We surrounded the monster, and would have assailed it immediately
with our bills and tridents. But here an embarrassing difficulty disclosed
itself: the creature before us had entwined itself so tortuously and inextricably
with its prey, and the whole group was writhing and tossing so violently,
that we could not use our weapons without grave danger of impaling or otherwise
injuring our two fellow-citizens. At length, however, the strugglings and
heavings grew less vehement, as the substance and life-blood of the men
was consumed; and the loathsome mass of devourer and devoured became gradually
Now, if ever, was our opportunity; and I am sure we should all have
rallied to the attack, useless and vain as it would certainly have been.
But plainly the monster had grown weary of all such trifling and would
no longer submit himself to the petty annoyance of human molestation.

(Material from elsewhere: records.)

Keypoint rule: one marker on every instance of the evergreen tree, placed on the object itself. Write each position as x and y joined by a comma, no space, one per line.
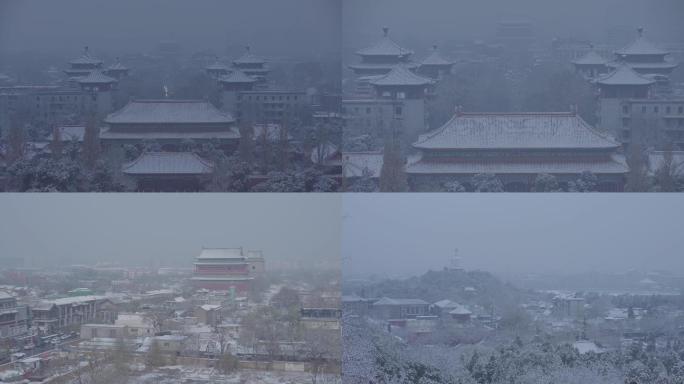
392,173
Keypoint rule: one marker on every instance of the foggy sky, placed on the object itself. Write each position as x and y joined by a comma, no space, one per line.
167,229
423,23
269,26
406,235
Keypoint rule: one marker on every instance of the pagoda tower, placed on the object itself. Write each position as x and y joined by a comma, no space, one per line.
644,57
231,86
614,88
252,65
409,91
381,57
101,87
83,65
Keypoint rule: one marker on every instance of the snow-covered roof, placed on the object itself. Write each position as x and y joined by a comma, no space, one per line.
590,58
436,58
534,130
70,132
586,346
641,46
221,253
96,77
385,47
175,163
446,303
168,112
623,75
117,66
218,66
354,164
400,75
249,58
237,77
388,301
615,164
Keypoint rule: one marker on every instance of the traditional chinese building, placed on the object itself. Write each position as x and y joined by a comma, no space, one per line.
381,57
169,171
227,269
252,65
644,57
83,65
169,122
516,147
217,69
614,88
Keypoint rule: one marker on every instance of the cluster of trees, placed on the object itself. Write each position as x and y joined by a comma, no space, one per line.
380,359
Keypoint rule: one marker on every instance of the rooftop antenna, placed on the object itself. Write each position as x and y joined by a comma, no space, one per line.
456,261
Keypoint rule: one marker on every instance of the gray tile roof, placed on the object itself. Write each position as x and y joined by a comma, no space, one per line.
174,163
614,164
168,112
236,76
96,77
399,76
623,75
533,130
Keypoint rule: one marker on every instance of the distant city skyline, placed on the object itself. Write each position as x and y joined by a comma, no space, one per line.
152,230
407,235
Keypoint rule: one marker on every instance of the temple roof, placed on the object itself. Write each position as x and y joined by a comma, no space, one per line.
400,75
249,58
385,47
535,130
436,58
218,66
168,112
86,58
354,163
175,163
614,164
388,301
641,46
96,77
590,58
623,75
235,77
117,67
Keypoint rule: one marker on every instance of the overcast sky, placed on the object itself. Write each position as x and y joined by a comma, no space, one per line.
166,229
408,234
419,24
276,27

As
we raised our weapons and made ready to strike, the thing drew back, still
carrying its vein-drawn, flaccid victims, and climbed upon the eighon-block.
Here, before the eyes of all assembled, it began to swell in every part,
in every member, as if it were inflating itself with a superhuman rancor
and malignity. The rate at which the swelling progressed, and the proportions
which the thing attained as it covered the block from sight and lapsed
down on every side with undulating, inundating folds, would have been enough
to daunt the heroes of remotest myth. The bloating of the main torso, I
might add, was more lateral than vertical. When the abnormality began to
present dimensions that were beyond those of any creature of this world,
and to bulge aggressively toward us with a slow, interminable stretching
of boa-like arms, my valiant and redoubtable companions were scarcely to
be censured for retreating. And even less can I blame the general population,
who were now evacuating Commoriom in torrential multitudes, with shrill
cries and wailings. Their flight was no doubt accelerated by the vocal
sounds, which, for the first time during our observation, were being emitted
by the monster. These sounds partook of the character of hissings more
than anything else; but their volume was overpowering, their timbre was
a torment and a nausea to the ear; and, worst of all, they were issuing
not only from the diaphragmic mouth but from each of the various other
oral openings or suckers which the horror had developed. Even I, Athammaus,
drew back from those hissings and stood well beyond reach of the coiling
I am proud to say, however, that I lingered on the edge of the empty
square for some time, with more than one backward and regretful glance.
The thing that had been Knygathin Zhaum was seemingly content with its
triumph; and it brooded supine and mountainous above the vanquished eighon-block.
Its myriad hisses sank to a slow, minor sibilation such as might issue
from a family of somnolent pythons; and it made no overt attempt to assail
or even approach me. But seeing at last that the professional problem which
it offered was quite insoluble; and divining moreover that Commoriom was
by now entirely without a king, a judicial system, a constabulary or a
people, I finally abandoned the doomed city and followed the others.